Question

Oxidation number of sulphur in ${{S}_{8}}$ ​,${{S}_{2}}{{F}_{2}}$ and ${{H}_{2}}S$ are:
(A) +2, 0, +2
(B) 0, +1, −2
(C) −2, 0, +2
(D) 0, +1, +2

Answer 1

Oxidation state shows the gain or loss of total number of electrons of an atom to form a chemical bond with another atom. Oxidation state can also be phrased as oxidation number. The atom having higher electronegativity will gain electrons and the other one will lose electrons in order to form a bond.

Complete step by step answer:
- The oxidation number is the number of electrons that an atom can gain, lose, or share when chemically bonding with an atom of another element. So, the transfer of electrons is described by the oxidation state of the molecule. Now, we should know about some rules that will help us in determining oxidation number of ${{S}_{8}}$ , ${{S}_{2}}{{F}_{2}}$ and ${{H}_{2}}S$ . These rules are as follows:
- The oxidation number of an atom is zero in a neutral compound that contains atoms of only one element. So, from this we can say that the atoms in ${{O}_{2}},{{P}_{4}},{{O}_{3}}$ and aluminium metal all have an oxidation number of 0.
- To find the oxidation number of any atom in a compound, we can simply make an equation in which the overall charge on the compound is equal to the sum of oxidation states of all atoms in the compound. Thus, by this equation, we can find the unknown value of oxidation number of an atom if other values are known.
- The oxidation state of an atom depends upon which atom it is sharing the bond with. We can say that if an atom is more electronegative, then it will gain electrons and we can assign its oxidation number accordingly and vice versa.
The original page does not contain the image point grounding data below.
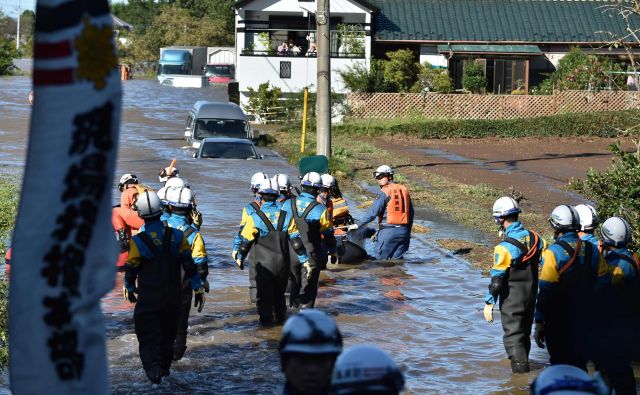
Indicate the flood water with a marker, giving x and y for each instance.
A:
(437, 335)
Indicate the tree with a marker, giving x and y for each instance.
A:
(473, 78)
(401, 70)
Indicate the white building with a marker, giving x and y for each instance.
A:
(263, 25)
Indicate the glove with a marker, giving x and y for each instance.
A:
(488, 313)
(129, 294)
(374, 238)
(198, 300)
(307, 265)
(538, 334)
(123, 240)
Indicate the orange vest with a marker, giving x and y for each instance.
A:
(398, 205)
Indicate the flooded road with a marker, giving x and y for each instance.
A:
(437, 333)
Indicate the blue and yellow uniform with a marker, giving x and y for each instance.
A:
(568, 297)
(394, 210)
(514, 282)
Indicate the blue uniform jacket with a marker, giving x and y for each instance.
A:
(554, 258)
(255, 227)
(505, 254)
(379, 208)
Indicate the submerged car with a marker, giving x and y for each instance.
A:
(227, 148)
(213, 119)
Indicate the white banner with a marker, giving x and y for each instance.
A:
(64, 252)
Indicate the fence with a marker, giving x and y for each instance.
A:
(452, 106)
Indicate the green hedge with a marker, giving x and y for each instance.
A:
(604, 124)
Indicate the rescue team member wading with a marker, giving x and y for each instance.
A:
(571, 282)
(514, 282)
(314, 224)
(157, 257)
(268, 230)
(179, 201)
(247, 211)
(394, 211)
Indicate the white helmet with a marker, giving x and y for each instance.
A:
(127, 179)
(180, 197)
(383, 170)
(567, 379)
(616, 232)
(311, 179)
(268, 187)
(162, 194)
(365, 368)
(257, 179)
(564, 218)
(505, 206)
(283, 181)
(175, 182)
(310, 332)
(148, 204)
(328, 181)
(588, 217)
(165, 175)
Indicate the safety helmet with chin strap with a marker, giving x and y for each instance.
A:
(366, 369)
(310, 332)
(147, 205)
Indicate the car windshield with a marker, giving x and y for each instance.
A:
(228, 150)
(219, 70)
(220, 127)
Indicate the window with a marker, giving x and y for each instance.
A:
(285, 69)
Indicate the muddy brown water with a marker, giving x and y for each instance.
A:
(437, 334)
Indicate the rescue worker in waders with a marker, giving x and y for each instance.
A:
(569, 291)
(394, 211)
(364, 370)
(267, 232)
(620, 313)
(514, 281)
(180, 203)
(314, 224)
(158, 257)
(309, 346)
(247, 211)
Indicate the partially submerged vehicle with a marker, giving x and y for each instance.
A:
(350, 244)
(216, 119)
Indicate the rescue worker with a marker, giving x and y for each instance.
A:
(621, 308)
(314, 224)
(168, 173)
(247, 211)
(180, 201)
(157, 257)
(567, 379)
(571, 280)
(366, 369)
(268, 229)
(514, 281)
(309, 346)
(589, 221)
(394, 211)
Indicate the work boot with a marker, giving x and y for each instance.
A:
(154, 374)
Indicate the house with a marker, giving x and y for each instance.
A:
(275, 42)
(517, 41)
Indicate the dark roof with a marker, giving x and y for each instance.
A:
(488, 21)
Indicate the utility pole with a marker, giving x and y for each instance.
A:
(324, 79)
(18, 29)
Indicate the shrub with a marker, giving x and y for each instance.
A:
(616, 190)
(473, 78)
(581, 71)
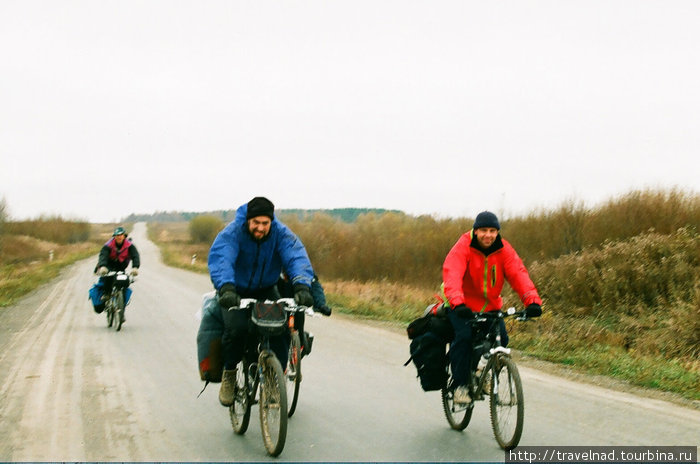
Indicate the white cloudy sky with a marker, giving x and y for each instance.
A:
(435, 107)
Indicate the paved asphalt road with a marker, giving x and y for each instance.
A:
(73, 390)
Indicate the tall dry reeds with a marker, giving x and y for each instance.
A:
(51, 229)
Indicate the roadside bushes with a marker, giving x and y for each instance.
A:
(51, 229)
(641, 294)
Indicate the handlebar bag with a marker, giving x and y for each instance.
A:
(95, 295)
(269, 317)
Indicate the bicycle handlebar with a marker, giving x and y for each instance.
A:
(117, 273)
(519, 315)
(288, 304)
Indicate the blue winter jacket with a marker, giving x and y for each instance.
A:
(237, 259)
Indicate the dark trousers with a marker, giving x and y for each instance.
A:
(236, 331)
(462, 361)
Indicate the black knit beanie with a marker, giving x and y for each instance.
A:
(260, 206)
(486, 219)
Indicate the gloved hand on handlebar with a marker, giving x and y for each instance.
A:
(464, 312)
(228, 298)
(302, 295)
(533, 310)
(325, 310)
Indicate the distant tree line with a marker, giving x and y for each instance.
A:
(342, 214)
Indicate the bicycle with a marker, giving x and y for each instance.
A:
(260, 379)
(495, 376)
(115, 300)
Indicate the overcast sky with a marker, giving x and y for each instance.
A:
(431, 107)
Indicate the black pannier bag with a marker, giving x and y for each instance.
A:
(428, 353)
(429, 337)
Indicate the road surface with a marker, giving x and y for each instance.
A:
(73, 390)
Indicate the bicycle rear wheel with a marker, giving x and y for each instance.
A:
(242, 399)
(458, 415)
(293, 374)
(118, 310)
(273, 404)
(507, 403)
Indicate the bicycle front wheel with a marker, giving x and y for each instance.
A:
(242, 399)
(118, 310)
(293, 374)
(109, 312)
(507, 403)
(273, 404)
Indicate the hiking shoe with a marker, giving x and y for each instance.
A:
(307, 342)
(228, 383)
(461, 395)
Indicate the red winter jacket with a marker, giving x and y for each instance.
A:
(476, 280)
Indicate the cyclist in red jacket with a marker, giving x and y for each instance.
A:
(473, 274)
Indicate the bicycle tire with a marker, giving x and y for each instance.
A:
(293, 374)
(243, 394)
(506, 394)
(458, 416)
(273, 404)
(118, 310)
(109, 312)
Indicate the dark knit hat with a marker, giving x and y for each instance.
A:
(260, 206)
(486, 219)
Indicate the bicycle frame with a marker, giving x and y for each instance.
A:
(499, 379)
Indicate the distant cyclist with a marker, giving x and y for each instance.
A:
(245, 261)
(116, 255)
(473, 274)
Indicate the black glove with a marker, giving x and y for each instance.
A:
(302, 295)
(463, 312)
(325, 310)
(534, 310)
(228, 298)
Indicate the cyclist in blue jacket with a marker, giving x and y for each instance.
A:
(245, 261)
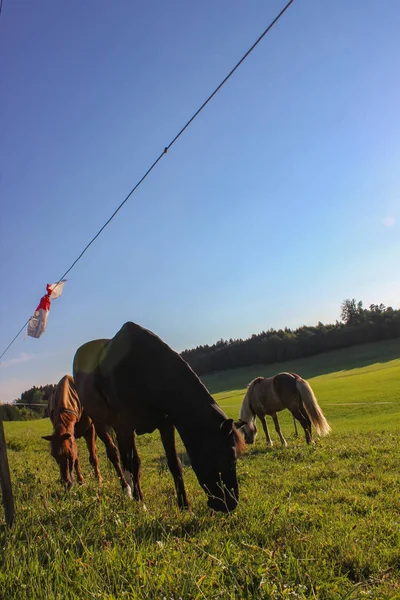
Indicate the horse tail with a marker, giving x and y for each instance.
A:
(312, 407)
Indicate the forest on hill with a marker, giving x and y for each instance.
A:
(358, 325)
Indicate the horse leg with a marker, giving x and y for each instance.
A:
(112, 455)
(78, 471)
(278, 429)
(130, 460)
(264, 424)
(90, 439)
(167, 433)
(304, 422)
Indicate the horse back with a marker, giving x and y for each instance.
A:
(285, 388)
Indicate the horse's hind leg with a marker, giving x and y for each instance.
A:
(264, 424)
(278, 429)
(90, 439)
(304, 422)
(167, 433)
(130, 460)
(112, 455)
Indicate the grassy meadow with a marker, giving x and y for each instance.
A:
(313, 522)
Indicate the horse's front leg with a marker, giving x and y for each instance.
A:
(78, 472)
(112, 454)
(167, 433)
(264, 424)
(130, 460)
(278, 429)
(90, 439)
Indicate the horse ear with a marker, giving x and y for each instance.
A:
(226, 426)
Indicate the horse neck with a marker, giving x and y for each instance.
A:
(246, 413)
(65, 423)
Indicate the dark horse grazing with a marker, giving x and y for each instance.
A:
(135, 383)
(70, 422)
(267, 396)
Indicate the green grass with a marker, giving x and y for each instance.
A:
(313, 522)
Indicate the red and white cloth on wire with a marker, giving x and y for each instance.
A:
(38, 321)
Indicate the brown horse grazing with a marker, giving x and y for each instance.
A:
(135, 384)
(267, 396)
(70, 422)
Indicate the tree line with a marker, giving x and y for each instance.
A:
(32, 405)
(358, 325)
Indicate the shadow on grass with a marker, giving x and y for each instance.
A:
(345, 359)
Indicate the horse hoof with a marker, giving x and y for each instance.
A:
(128, 492)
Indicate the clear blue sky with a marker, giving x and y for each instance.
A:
(281, 200)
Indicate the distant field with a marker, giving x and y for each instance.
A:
(318, 522)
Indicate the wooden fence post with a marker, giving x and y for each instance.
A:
(5, 480)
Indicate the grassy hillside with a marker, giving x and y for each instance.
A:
(313, 522)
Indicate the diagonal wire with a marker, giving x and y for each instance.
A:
(198, 111)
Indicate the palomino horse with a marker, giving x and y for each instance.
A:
(135, 384)
(267, 396)
(70, 422)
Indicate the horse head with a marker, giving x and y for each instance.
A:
(214, 462)
(65, 451)
(248, 429)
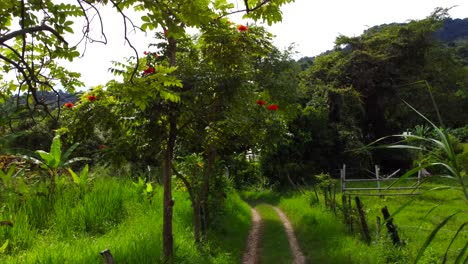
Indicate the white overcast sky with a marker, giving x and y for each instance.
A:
(312, 25)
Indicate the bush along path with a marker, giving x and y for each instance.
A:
(271, 238)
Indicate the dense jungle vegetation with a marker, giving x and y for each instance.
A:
(163, 163)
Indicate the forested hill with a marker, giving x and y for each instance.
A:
(453, 30)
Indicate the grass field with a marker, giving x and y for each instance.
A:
(75, 226)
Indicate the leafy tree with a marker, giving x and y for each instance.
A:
(365, 79)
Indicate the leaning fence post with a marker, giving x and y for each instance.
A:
(390, 226)
(377, 229)
(343, 179)
(362, 217)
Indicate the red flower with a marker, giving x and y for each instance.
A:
(149, 70)
(273, 107)
(69, 105)
(242, 28)
(260, 102)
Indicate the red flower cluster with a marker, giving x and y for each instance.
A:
(69, 105)
(242, 28)
(273, 107)
(149, 70)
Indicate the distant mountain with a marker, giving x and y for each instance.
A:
(453, 30)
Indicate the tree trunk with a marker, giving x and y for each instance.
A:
(206, 189)
(196, 219)
(168, 203)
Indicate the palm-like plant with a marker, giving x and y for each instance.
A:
(54, 161)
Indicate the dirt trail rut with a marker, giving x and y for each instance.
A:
(298, 257)
(253, 241)
(251, 254)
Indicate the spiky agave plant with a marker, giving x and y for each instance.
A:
(446, 160)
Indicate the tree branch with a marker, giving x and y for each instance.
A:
(29, 30)
(247, 9)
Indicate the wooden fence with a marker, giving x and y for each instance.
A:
(383, 184)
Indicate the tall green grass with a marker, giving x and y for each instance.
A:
(274, 245)
(74, 225)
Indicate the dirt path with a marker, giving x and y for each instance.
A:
(253, 241)
(251, 255)
(298, 257)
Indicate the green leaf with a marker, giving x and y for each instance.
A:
(432, 235)
(69, 152)
(4, 246)
(149, 188)
(453, 239)
(84, 174)
(7, 178)
(46, 158)
(56, 152)
(460, 255)
(77, 159)
(75, 177)
(22, 186)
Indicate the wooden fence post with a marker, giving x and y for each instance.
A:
(377, 175)
(362, 217)
(350, 214)
(377, 229)
(390, 226)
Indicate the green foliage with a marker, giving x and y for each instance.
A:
(113, 214)
(4, 246)
(361, 84)
(442, 154)
(54, 160)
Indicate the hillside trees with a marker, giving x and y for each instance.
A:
(32, 52)
(364, 81)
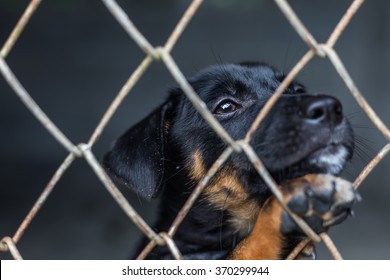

So, let’s find the oxidation number of sulphur in given compounds.
i) ${{S}_{8}}$ :
- As we can see that ${{S}_{8}}$ contains only one type of atom that is of sulphur. So, as per rule, its oxidation state will be zero because the bond contains the same two atoms, hence there is no electronegativity difference. So, we can finalize that in this compound, the oxidation state of sulphur is zero.
ii) ${{S}_{2}}{{F}_{2}}$
Now, we will find the oxidation state of sulphur in ${{S}_{2}}{{F}_{2}}$. Note that the oxidation number of the halogen family is -1. So, this fluorine atom also has -1 oxidation state. The overall charge on this compound is zero. So, the calculation will be as follows:
Overall charge on ${{S}_{2}}{{F}_{2}}$ = 2(Oxidation number of S) + 2(Oxidation number of F)
0 = 2(Oxidation number of S) + 2(-1)
0 = 2(Oxidation number of S) – 2
So, 2 = 2(Oxidation number of S)
Oxidation number of S = $\frac{2}{2}$ = +1
So, from the above calculation, the oxidation state of sulphur in ${{S}_{2}}{{F}_{2}}$ is +1.
iii) ${{H}_{2}}S$
Now, we will calculate the oxidation state of sulphur in ${{H}_{2}}S$ . Here, we should note that the oxidation state of hydrogen is +1 because it is less electronegative. Overall charge on ${{H}_{2}}S$ is zero. So, we can use the formula of finding oxidation number here as:
Overall charge on ${{H}_{2}}S$ = 2(Oxidation number of H) + Oxidation number of S
0 = 2(+1) + Oxidation number of S
0 = 2 + Oxidation number of S
Oxidation number of S = -2
So, from above calculation oxidation state of sulphur in ${{H}_{2}}S~$ is -2.

So, from above discussion and calculation we now know our correct option.
So, the correct answer is “Option B”.

Note: We should understand this important concept about hydrogen oxidation number. The oxidation number of hydrogen is +1 when it is combined with a non-metal as in $C{{H}_{4}},\text{ }N{{H}_{3}},\text{ }{{H}_{2}}O$ , and HCl. And we should note that the oxidation number of hydrogen is -1 when it is combined with a metal as in LiH, NaH, $Ca{{H}_{2}}\text{ }and\text{ }LiAl{{H}_{4}}.$This happens because hydrogen is more electronegative than metals and less electronegative than nonmetals.